Une équipe de chercheurs a examiné les effets du stress léger sur les mitochondries du ténia afin de mener l’étude. Les chercheurs ont observé que l’application d’un stress léger avait renforcé les protéines qui constituaient la centrale cellulaire. Ce mécanisme a également été trouvé pour garder les dommages liés au stress à la baie endométriose. Selon les scientifiques, cela a aidé à réduire les chances de développer des troubles dégénératifs tels que la démence, la maladie de Huntington et la maladie de Parkinson ainsi que la maladie du motoneurone. Les experts espèrent que leur étude pourra éventuellement être reproduite chez l’homme.

« Cela n’a pas été vu avant. Les gens ont toujours su qu’un stress prolongé pouvait être délétère. Mais nous avons découvert que lorsque vous stressez juste un peu, le signal de stress mitochondrial est effectivement interprété par la cellule et l’animal comme une stratégie de survie. Il rend les animaux complètement résistants au stress et double leur durée de vie. C’est comme de la magie », ajoute le professeur Morimoto.

Une étude explique pourquoi trop de stress entraîne des problèmes cardiaques

Une étude publiée plus tôt cette année a identifié pourquoi et comment un stress excessif peut augmenter le risque de développer des problèmes de santé tels que les maladies cardiaques et les accidents vasculaires cérébraux. Une équipe de chercheurs internationaux a recruté près de 300 participants dans le cadre de l’étude. Les experts ont observé les volontaires grâce à une combinaison de tomographie par émission de positrons / tomodensitométrie afin de surveiller leur activité cérébrale, médullaire et splénique et l’inflammation de leurs artères. (Connexes: Un aperçu de la façon dont le stress tue et comment développer vos StresSkills.)
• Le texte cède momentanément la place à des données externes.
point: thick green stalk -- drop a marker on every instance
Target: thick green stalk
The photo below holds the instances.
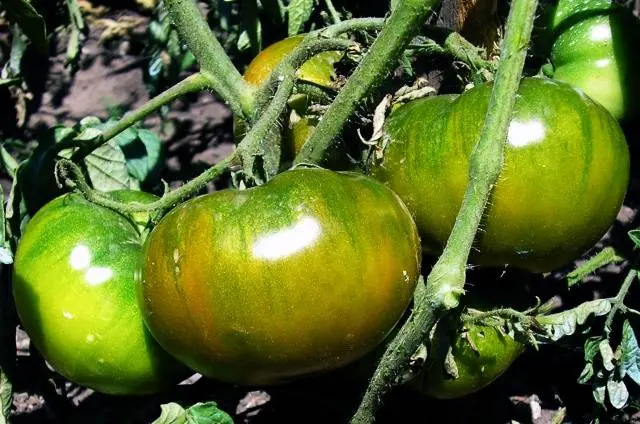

Une période de suivi de près de quatre ans a révélé que 22 participants avaient développé des événements cardiovasculaires comme une crise cardiaque, une angine de poitrine et une insuffisance cardiaque, ainsi que des accidents vasculaires cérébraux et des artériopathies périphériques. Les chercheurs ont observé que les participants ayant une activité accrue dans l’amygdale, une région du cerveau responsable de la réponse au stress, présentaient un risque accru de maladie cardiovasculaire et avaient développé des problèmes cardiaques plus tôt que ceux ayant une activité cérébrale plus faible.

Les chercheurs ont également découvert qu’une activité plus élevée de l’amygdale était associée à une plus grande activité de la moelle osseuse et à une inflammation des artères. Les experts ont déduit que l’amygdale a incité la moelle osseuse à renforcer la production de globules blancs, ce qui à son tour provoquait une accumulation de plaque et une inflammation des artères. Cela a élevé le risque de souffrir d’une crise cardiaque et d’un accident vasculaire cérébral. Une sous-étude portant sur les patients atteints de troubles de stress post-traumatique a également révélé que les participants présentant les niveaux de stress les plus élevés présentaient l’activité amygdale la plus élevée. Ils ont également montré plus de marqueurs inflammatoires dans le sang et les parois artérielles.

« Nos résultats fournissent un aperçu unique de la façon dont le stress peut conduire à une maladie cardiovasculaire. Cela soulève la possibilité que la réduction du stress pourrait produire des avantages qui vont au-delà d’un sentiment amélioré de bien-être psychologique. Finalement, le stress chronique pourrait être considéré comme un facteur de risque important pour les maladies cardiovasculaires, qui sont régulièrement dépistées et gérées efficacement comme d’autres facteurs de risque cardiovasculaires majeurs », déclare l’auteur principal, Ahmed Tawakol, dans un rapport du Science Daily.